C3W3 - Distributed Multi-worker TensorFlow Training on Kubernetes

Unable to complete " Distributed Multi-worker TensorFlow Training on Kubernetes" with multiple issues.

  1. tfjob.yaml file hangs for an indefinite time period after editing the bucket location.
  2. gcr.io/<YOUR_PROJECT_ID>/mnist-train shows “bash: YOUR_PROJECT_ID: No such file or directory” even though project_id is correctly mentioned.
  3. After several attempts qwiklabs show a message that the quota is completed and cannot access further.

Could any one please help me out in solving this issues.
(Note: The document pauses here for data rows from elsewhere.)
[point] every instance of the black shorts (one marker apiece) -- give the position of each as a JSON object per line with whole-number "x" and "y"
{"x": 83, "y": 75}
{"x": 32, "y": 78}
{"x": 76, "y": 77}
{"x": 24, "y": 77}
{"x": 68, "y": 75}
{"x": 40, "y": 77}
I was stuck at this lab almost from past 2 weeks and unable to complete it and now i exceeded past due date I fear coursera will charge me again.

hi @vikramnimmakuri , welcome to the course!

From your posted error message, it suggests that you should replace <YOUR_PROJECT_ID> with the real project id generated, something likes qwiklabs-gcp-abcd1234etc .

For extending the quota you can check this answer.

hi @tranvinhcuong thanks for the reply. I have solved the quota issue of qwiklabs, however the “-bash: gcr.io/qwiklabs-gcp-01-fab0569fdaae/mnist-train: No such file or directory” still exists. I have also attached screenshot of the error message for reference.

hi @vikramnimmakuri , the gcr.io/.... is not supposed to be entered in the shell, it is a part of the yaml file.

(I updated the title from C2W3 to C3W3)